Vermelho Sol, fotossíntese da violência
Filme de jovem diretor argentino expõe a brutalidade — normalizada e pervasiva, numa cidade do interior — em tempos de repressão política. Atualíssimo, destaca o modo elíptico de narrar que caracteriza os vizinhos ao sul.
Por José Geraldo Couto*, no Blog do Cinema
Publicado 23/08/2019 16:42
A primeira cena é intrigante e estabelece a atmosfera sutilmente absurda que perpassará todo o filme. De uma casa de classe média, filmada de fora, com câmera fixa e frontal, saem tranquilamente, uma de cada vez, pessoas bem vestidas carregando objetos: um relógio de pêndulo, um televisor, um carrinho de mão com bugigangas. Um letreiro nos informa que estamos numa cidade de província argentina em 1975. Só lá pela metade do filme, juntando os pontos, compreenderemos o que significa aquela casa enigmática.
Tempo de violência
A informação espaço-temporal não é fortuita. Em 1975 a Argentina, sob o frágil governo de Isabel Perón, estava conturbada por diversas instâncias de violência política.
Enquanto grupos guerrilheiros de esquerda, como os Montoneros e o ERP (Exército Republicano do Povo), sequestravam e matavam chefes militares e membros da repressão policial, a temível Triple A (Aliança Anticomunista Argentina), uma espécie de esquadrão da morte, sequestrava e matava não apenas militantes daquelas organizações, mas potencialmente qualquer pessoa identificada como comunista, esquerdista ou simpatizante. Era um tempo de violência e medo, que antecipava o sanguinário golpe militar de 1976.
Nada disso é mencionado explicitamente em Vermelho Sol. O que vemos no filme é o reflexo amortecido, subterrâneo e insidioso dessa conflagração numa cidade aparentemente pacata do interior. Mais que isso: vemos como naquela realidade provinciana, entre seus “cidadãos de bem”, estão presentes, como forças constituintes, os atritos, a loucura e a violência que ajudam a explicar o quadro geral.
Na primeira sequência, depois do plano fixo da casa saqueada, um desentendimento inicialmente banal em torno de uma mesa de restaurante nos apresenta o protagonista, Claudio (Darío Grandinetti), um advogado de meia-idade sem vinculações políticas aparentes.
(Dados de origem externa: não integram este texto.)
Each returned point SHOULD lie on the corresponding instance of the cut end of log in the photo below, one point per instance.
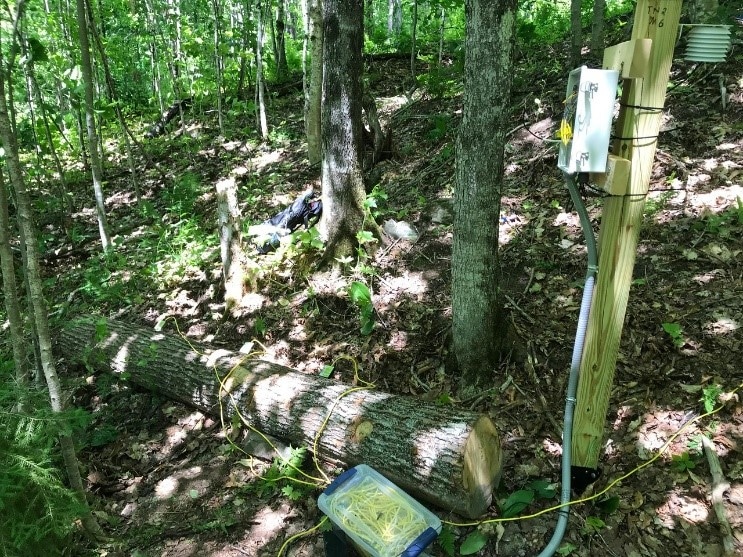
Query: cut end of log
(482, 465)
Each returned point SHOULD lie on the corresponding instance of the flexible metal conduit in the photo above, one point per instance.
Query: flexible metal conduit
(580, 337)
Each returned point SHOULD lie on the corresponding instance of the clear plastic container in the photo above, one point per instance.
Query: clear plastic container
(380, 518)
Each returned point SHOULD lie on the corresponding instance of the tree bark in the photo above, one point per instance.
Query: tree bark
(444, 455)
(260, 83)
(342, 182)
(313, 83)
(10, 290)
(36, 294)
(576, 33)
(477, 312)
(282, 68)
(230, 239)
(95, 159)
(597, 28)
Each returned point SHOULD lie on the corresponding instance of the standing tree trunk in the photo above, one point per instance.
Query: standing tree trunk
(10, 290)
(477, 312)
(413, 47)
(313, 82)
(260, 84)
(342, 182)
(217, 12)
(95, 160)
(36, 293)
(230, 240)
(394, 17)
(576, 33)
(442, 30)
(597, 27)
(282, 68)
É do ponto de vista dele e de sua família que veremos grande parte da história.
Mas não convém falar muito da trama, para não tirar o prazer do espectador de ir descobrindo-a aos poucos. Basta dizer que todas as pontas que parecem soltas, em cenas “avulsas”, acabam por se entrelaçar num tecido narrativo coeso, consistente e de grande impacto.
Senso de absurdo
Tudo é amortecido e, de alguma forma, normalizado, incorporado ao cotidiano da vida na província, o que acaba por disseminar uma atmosfera de absurdo semelhante à que encontramos na melhor tradição literária e cinematográfica argentina, de Arlt e Borges a Mariana Enríquez e Lucrecia Martel.
Contribui muito para essa atmosfera sutilmente inquietante, além da competência dos atores, a extraordinária fotografia (do brasileiro Pedro Sotero), cujo cromatismo nos faz ter a impressão de que estamos diante de um filme dos anos 1970, com as cores tornadas um tanto foscas com o tempo. Isso introduz uma espécie de nostalgia irônica, ou ironia nostálgica, que é um pouco como se o filme dissesse: veja, aquele passado inocente que a gente acalenta na memória ou na fantasia não foi assim tão inocente, muito pelo contrário.
Não por acaso, no festival de San Sebastián, na Espanha, Vermelho sol ganhou justamente os prêmios de direção, ator (Grandinetti) e fotografia. São os três pilares em que se assenta esse grande filme.
Uma última palavra sobre o título. O original, Rojo (vermelho), remete ao eclipse solar que avermelha tudo por um momento, mas também a outros sentidos possíveis: o sangue que emerge aqui e ali, o temor do comunismo que levou muita gente a abraçar ou aceitar a brutalidade da repressão (e que é mencionado em um par de falas). O título brasileiro, Vermelho sol, limita os sentidos a um só.